A large asteroid that will sail relatively close past Earth on Friday is not alone. Radar images taken by astronomers on Wednesday revealed the asteroid, known as 1998 QE2, is accompanied by an orbiting moon.
“It was quite a surprise,” Marina Brozovic, a radar scientist with NASA’s Jet Propulsion Laboratory in Pasadena, Calif., said during an NASA interview.
“This is something we did not expect,” she said.
The pair will come as close as about 3.6 million miles to Earth at 4:59 p.m. EDT on Friday. That’s just 15 times farther away than Earth’s moon.
“For an asteroid of this size, it’s a close shave,” said Paul Chodas with NASA’s Near Earth Object program office at JPL.
Measuring about 1.7 miles in diameter, 1998 QE2 is among the largest asteroids with orbits that can pass near Earth.

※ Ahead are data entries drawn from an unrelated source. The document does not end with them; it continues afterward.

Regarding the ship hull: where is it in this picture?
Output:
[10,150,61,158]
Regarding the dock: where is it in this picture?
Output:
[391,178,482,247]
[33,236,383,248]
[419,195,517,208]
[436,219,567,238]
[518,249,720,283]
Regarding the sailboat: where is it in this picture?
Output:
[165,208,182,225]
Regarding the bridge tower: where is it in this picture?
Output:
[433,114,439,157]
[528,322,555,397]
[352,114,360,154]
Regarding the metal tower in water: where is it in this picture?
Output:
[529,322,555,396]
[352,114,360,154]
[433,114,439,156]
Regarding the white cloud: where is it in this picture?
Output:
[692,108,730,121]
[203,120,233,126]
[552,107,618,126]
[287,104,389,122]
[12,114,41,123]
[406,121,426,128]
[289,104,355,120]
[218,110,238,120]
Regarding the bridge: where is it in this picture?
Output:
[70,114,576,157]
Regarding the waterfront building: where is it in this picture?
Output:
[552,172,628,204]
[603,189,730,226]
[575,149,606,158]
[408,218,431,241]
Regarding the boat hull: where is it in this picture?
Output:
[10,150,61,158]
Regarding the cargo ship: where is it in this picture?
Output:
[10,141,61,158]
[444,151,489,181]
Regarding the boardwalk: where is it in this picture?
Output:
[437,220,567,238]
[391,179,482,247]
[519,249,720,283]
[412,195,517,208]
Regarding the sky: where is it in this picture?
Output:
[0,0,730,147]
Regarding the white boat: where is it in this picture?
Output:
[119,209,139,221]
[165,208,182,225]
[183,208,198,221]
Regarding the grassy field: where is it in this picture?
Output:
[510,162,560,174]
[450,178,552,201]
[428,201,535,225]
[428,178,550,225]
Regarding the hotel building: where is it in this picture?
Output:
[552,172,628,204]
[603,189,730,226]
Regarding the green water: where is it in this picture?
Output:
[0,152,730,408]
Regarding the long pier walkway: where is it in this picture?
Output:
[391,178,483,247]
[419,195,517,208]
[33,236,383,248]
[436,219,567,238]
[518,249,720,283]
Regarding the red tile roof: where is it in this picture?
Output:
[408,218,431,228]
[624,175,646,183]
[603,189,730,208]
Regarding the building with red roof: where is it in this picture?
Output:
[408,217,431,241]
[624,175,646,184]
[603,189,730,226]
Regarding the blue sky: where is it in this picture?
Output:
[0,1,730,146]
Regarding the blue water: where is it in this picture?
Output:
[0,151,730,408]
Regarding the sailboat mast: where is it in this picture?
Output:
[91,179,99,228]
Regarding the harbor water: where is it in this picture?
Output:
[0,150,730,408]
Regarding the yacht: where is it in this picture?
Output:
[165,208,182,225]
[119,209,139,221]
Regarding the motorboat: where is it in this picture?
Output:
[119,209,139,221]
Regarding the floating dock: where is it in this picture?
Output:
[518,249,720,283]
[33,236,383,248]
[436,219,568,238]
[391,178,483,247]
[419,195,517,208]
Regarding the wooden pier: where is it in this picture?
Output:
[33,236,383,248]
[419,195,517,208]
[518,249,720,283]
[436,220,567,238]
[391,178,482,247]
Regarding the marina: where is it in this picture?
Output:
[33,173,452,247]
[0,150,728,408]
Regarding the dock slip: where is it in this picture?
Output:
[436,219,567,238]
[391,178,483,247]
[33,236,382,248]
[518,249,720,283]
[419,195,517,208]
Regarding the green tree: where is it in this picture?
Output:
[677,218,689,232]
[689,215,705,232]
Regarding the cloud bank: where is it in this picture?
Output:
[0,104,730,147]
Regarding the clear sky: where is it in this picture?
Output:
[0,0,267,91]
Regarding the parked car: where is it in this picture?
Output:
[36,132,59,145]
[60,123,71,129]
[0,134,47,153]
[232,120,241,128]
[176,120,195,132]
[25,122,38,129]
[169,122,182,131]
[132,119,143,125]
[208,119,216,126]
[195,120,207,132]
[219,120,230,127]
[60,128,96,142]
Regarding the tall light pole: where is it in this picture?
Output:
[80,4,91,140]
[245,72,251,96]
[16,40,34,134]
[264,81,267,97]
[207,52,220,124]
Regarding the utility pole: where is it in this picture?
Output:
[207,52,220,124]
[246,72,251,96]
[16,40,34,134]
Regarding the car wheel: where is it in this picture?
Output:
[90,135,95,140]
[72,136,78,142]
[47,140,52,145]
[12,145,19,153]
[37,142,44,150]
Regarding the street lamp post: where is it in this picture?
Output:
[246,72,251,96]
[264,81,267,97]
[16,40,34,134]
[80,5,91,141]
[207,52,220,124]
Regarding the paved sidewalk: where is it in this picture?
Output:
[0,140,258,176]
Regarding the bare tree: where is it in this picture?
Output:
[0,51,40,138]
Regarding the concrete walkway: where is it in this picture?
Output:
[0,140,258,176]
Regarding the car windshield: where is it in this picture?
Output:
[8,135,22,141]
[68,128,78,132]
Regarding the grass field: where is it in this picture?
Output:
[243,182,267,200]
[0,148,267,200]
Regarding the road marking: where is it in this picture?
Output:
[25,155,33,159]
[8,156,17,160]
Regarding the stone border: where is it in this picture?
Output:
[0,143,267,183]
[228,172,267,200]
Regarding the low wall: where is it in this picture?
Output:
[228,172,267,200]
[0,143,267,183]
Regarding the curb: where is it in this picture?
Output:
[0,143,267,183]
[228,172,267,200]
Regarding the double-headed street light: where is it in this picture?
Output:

At its most distant, 1998 QE2 flies to the far edge of the Main Asteroid Belt, nearly to Jupiter. Its pass on Friday is expected to be its closest approach to Earth for at least the next 200 years.
“For the foreseeable future, there’s nothing to worry about,” Chodas said.
Asteroid 1998 QE2 was not named after the United Kingdom’s Queen Elizabeth II, or the QE2 cruise ship. The designation stems from the date and place of its discovery – 1998 by the Massachusetts Institute of Technology Lincoln Near Earth Asteroid Research (LINEAR) program.
Astronomers are hoping to get images and data during the flyby that rival what a visiting spacecraft could collect.